While pearl millet is rich in important nutrients with potential health and nutrition benefits, it contains antinutrients that limit the bioavailability of minerals and the digestibility of starches and proteins; however, fermentation is believed to reduce these antinutrient levels. The objective of this work was to determine the fermentation kinetics and its implications for changes in the levels of antinutrients in pearl millet and pearl millet-maize composite dough recipes used to prepare Injera, a traditional fermented flatbread consumed in Ethiopia.
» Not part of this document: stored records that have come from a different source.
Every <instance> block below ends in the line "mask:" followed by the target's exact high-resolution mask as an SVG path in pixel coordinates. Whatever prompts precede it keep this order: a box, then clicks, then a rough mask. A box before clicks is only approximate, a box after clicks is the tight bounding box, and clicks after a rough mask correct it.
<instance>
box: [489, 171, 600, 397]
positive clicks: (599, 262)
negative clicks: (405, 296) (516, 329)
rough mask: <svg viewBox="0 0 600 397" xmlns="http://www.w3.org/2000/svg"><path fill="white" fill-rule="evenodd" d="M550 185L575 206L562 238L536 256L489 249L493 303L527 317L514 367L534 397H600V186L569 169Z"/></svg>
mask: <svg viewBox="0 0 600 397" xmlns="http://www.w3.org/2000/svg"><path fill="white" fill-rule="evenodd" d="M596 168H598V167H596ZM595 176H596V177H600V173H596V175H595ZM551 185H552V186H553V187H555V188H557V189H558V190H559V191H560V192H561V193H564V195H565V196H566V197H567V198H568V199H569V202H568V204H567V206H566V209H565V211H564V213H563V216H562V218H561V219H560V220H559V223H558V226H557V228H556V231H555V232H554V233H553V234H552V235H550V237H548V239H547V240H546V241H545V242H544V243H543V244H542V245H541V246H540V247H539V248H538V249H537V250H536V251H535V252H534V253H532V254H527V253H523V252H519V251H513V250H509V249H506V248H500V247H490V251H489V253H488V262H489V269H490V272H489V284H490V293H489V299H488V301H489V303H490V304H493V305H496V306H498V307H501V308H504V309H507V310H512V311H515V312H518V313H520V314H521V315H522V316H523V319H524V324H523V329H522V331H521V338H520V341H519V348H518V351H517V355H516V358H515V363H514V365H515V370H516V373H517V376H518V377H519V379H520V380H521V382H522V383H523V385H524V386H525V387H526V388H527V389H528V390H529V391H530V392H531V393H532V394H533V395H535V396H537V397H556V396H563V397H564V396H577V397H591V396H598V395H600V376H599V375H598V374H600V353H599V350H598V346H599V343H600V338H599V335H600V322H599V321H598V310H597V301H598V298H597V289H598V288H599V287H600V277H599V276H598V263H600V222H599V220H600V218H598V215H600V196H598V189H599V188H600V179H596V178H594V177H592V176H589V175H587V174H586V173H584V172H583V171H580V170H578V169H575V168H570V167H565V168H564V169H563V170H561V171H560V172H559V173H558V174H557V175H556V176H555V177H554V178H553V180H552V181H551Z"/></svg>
Three dough recipes identified through focus group discussion with women from the Dangeshita sub-district, Dangila District, Ethiopia, were investigated: pure pearl millet dough (P), a 1:1 mixture of pearl millet and maize (P1M1) and a 1:2 mixture of pearl millet and maize (P1M2) doughs. Significant decreases in pH were observed for all dough recipes at the later stages of fermentation. This drop in pH was accompanied by a rapid increase in titratable acidity. Counts of aerobic mesophilic bacteria and molds decreased (with molds reaching zero), while counts of yeasts and lactic acid bacteria (LAB) increased at the later stage of fermentation across all dough recipes. A two-step fermentation process characterized by both lactic acid and alcoholic fermentation was identified, yielding lactic acid and mannitol as primary end products. Phytate was degraded by 91.3% in pearl millet (P) dough, by 98.2% in P1M1 dough, and by 72.7% in P1M2 dough after 168 h (7 days) fermentation. All fermented dough recipes resulted in reduced levels of raffinose at the later stages of fermentation, with the highest degradation noted in pearl millet (P) dough (95%) followed by P1M1 dough (87.7%) and P1M2 (80.8%) dough. In conclusion, 7 days fermentation resulted in significant reductions of phytate and raffinose levels in all dough recipes.